САШКА. Сдавайся, сказал я. Она ничего не ответила. Только уж очень испытующе посмотрела на меня, словно решала, стоит ли мне доверять. А потом кивнула. Ладно, мол, сдаюсь, если тебе этого хочется, но посмотрим, что ты дальше будешь делать. Уж больно торжественно она обставила все это. И не сказала ничего, и слова никакого не потребовала, обещания или чего там еще, что полагается в таких случаях... А получилось, что я вроде того что ответственность на себя принял.
Лет двадцать назад, помню, мне батя велосипед купил, но ездить на нем я не умел. Так, кой-как, на чужих, задрипанных, трехколесных... А тут стоит – ободья никелем сверкают, звонок такой, что и прикоснуться страшно, руль без единой царапинки. И рама незалапанная, и шины незаезженные... Поставил я его в сарай, сел напротив и смотрю. Пальцем трону и опять смотрю. Потом дохну на обод и слежу, как облачко на нем исчезает. И кажется, что если сесть на него, то носиться можно по всей земле и никто не угонится за тобой, и вообще...

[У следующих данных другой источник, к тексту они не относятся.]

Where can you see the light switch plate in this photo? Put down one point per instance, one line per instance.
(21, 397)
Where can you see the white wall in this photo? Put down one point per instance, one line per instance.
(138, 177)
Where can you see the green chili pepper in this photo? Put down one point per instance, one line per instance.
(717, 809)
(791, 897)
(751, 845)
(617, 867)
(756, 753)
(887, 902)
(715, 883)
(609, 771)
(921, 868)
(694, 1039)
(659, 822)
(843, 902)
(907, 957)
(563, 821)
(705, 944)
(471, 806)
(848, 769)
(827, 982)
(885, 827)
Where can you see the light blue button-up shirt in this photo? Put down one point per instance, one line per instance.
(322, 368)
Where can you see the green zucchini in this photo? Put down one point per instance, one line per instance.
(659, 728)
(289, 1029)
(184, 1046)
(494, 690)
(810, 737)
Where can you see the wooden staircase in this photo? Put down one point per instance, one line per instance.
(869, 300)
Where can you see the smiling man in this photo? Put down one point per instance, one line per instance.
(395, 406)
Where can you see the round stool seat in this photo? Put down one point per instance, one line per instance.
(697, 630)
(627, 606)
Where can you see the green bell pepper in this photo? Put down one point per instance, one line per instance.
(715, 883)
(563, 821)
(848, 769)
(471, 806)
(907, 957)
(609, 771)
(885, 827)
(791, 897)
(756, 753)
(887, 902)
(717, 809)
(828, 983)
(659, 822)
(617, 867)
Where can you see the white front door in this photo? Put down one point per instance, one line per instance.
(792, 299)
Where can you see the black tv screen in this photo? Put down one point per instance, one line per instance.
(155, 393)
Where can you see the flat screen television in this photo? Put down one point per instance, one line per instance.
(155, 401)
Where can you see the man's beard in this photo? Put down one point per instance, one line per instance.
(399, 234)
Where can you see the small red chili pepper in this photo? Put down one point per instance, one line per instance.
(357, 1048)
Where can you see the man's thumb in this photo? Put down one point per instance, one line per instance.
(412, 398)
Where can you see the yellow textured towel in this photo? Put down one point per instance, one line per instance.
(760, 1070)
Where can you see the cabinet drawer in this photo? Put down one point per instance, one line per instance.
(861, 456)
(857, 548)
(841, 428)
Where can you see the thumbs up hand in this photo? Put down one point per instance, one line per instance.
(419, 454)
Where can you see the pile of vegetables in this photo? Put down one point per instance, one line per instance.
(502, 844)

С тех пор самый счастливый мой сон – я, пацан, в закатанных штанах, с глазами во все лицо, с тощими руками, припаянными к рулю, еду по тропинке. А она петляет, кружит между деревьями, кустами. Трава по сторонам, козы пасутся на цепях, петухи на заборах орут как полоумные. А батя, живой еще, что-то кричит мне, смеется, рукой машет, а я будто лечу над этой тропинкой...
Видел я этот сон раза три, не больше. И как начнется, я уже знаю, что дальше будет, знаю, что на тропинке увижу, когда петух закричит, когда батя на повороте покажется, и что он крикнет мне, тоже знаю. И такое от всего этого ощущения, что даже сравнить ни с чем. И сейчас у меня было примерно такое же настроение.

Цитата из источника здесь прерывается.